1. Enseigner la littérature à l’École sans la naturaliser : un défi impossible ?

1.2. Qu’est-ce que la littérature à l’École 43 ?

Si à peu près tout le monde aujourd’hui s’entend sur le fait que l’on ne saurait définir précisément ce qu’est « la » littérature sans, par une telle décision, exclure une partie des textes que d’autres définitions pourraient pourtant inclure, il n’en demeure pas moins, précise B. Daunay (Ibid.), qu’envisager son enseignement nécessite, pour les didacticien·ne·s de prendre le temps de préciser comment ils/elles envisagent cette dernière. Or, selon B. Daunay (Ibid., p. 153) :

[Si] la plupart des définitions prennent la précaution de préciser qu’il s’agit là d’une définition partielle, provisoire, opératoire, qui ne prétend pas clore le débat sur ce qu’est la littérature, [elles] ne prennent presque jamais la peine d’interroger ce qui, pour chacun des termes employés dans ces définitions, fait débat, depuis parfois longtemps.

Est-ce à dire que définir la littérature dans une perspective didactique relève aussi d’une entreprise impossible ? Du moins, la réponse à cette question ne peut-elle que constituer un dilemme pour la didactique du français et de la littérature (Ibid.). En effet, la didactique du français ayant pris naissance de la volonté de dénaturaliser ses objets d’enseignement, comment

43 Depuis le début de notre premier chapitre, comme dans notre introduction générale d’ailleurs, nous employons le terme « école » avec une majuscule quand nous l’insérons dans une réflexion générale sur l’enseignement quel que soit le niveau scolaire envisagé ; avec une minuscule quand nous nous intéressons plus spécifiquement à l’école primaire. Précisons que ce choix ne relève en rien d’une hiérarchisation implicite (cf. Daunay, 2007) que nous pourrions/voudrions opérer entre les cycles.

54 penser un enseignement de la littérature basé sur des pétitions de principes posés à priori, entrainant de facto sa naturalisation ?

La question de la justification de l’enseignement de la littérature, si elle n’a jamais autant mobilisé les chercheur·se·s depuis l’origine de la didactique du français jusqu’à ce premier quart du XXIe siècle (quel que soit le niveau scolaire envisagé, de l’école primaire à l’université), n’a en réalité rien de bien nouveau, précise J.-L. Dufays (2017 b, paragr. 4) rappelant les constats établis par A. Chervel dans son Histoire de l’enseignement du français du XVIIe au XXe siècle44. En effet, bien que l’on enseigne la littérature française depuis plus de quatre cents ans, on n’a cessé depuis lors de justifier les finalités et les contenus de son enseignement sur la base d’arguments évoluant à chaque génération.

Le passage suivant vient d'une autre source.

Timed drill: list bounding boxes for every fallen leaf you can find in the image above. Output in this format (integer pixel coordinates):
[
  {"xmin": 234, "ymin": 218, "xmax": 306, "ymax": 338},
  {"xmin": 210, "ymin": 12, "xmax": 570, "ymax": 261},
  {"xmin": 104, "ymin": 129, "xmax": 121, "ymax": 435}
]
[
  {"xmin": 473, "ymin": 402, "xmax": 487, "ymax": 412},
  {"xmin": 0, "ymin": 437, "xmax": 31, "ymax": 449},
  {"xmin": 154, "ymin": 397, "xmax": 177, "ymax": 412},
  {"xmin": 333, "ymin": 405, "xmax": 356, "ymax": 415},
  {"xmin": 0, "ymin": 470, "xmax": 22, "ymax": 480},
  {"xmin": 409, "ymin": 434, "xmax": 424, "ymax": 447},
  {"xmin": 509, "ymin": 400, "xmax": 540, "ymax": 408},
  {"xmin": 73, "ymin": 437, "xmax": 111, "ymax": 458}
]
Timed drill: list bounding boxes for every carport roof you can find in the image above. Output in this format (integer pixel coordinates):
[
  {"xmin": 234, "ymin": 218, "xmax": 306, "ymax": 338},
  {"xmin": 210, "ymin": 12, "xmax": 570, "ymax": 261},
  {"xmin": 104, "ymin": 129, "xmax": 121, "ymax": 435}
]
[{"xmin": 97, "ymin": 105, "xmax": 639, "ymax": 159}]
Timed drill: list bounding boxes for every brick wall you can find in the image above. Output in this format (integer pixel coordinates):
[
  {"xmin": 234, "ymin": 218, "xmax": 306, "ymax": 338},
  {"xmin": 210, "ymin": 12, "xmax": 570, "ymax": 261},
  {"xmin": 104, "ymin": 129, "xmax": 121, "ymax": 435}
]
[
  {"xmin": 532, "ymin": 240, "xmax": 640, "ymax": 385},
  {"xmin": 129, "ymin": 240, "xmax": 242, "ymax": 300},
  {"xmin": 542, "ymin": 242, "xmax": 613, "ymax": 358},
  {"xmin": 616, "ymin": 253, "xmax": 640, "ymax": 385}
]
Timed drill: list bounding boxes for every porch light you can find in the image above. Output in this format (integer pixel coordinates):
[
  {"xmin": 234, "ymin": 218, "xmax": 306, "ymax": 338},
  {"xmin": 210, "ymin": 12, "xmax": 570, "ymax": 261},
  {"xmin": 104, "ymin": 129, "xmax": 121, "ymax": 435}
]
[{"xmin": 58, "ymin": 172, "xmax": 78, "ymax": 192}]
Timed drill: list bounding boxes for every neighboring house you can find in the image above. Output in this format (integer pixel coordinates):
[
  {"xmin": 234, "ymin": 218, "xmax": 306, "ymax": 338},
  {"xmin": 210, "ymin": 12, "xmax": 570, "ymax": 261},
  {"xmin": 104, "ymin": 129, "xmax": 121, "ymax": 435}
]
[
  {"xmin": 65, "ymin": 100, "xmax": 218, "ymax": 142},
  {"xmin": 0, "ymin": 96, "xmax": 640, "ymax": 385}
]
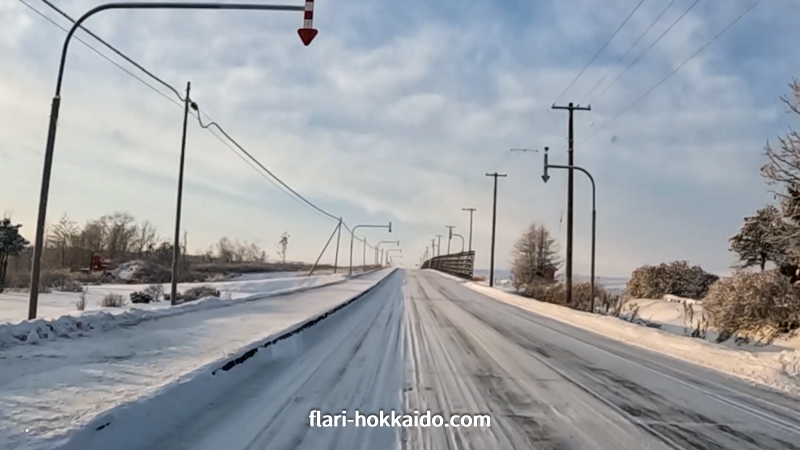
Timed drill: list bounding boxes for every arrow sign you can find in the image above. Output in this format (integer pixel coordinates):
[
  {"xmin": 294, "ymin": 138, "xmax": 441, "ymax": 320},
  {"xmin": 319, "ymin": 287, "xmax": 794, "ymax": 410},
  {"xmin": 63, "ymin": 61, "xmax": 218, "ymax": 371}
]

Si les controverses en la matière sont légion, poursuit J.-L. Dufays (Ibid.), c’est parce que les réponses proposées émanent d’une diversité d’acteurs aux intérêts divergents :

En l’occurrence, l’avis des chercheurs et des professeurs d’université spécialisés en littérature ne rejoint pas toujours celui des didacticiens du français ; celui des décideurs du système éducatif – ministres, auteurs de programmes, inspecteurs, auteurs de manuels – diffère souvent de celui des enseignants de terrain ; et celui des élèves est quant à lui rarement écouté.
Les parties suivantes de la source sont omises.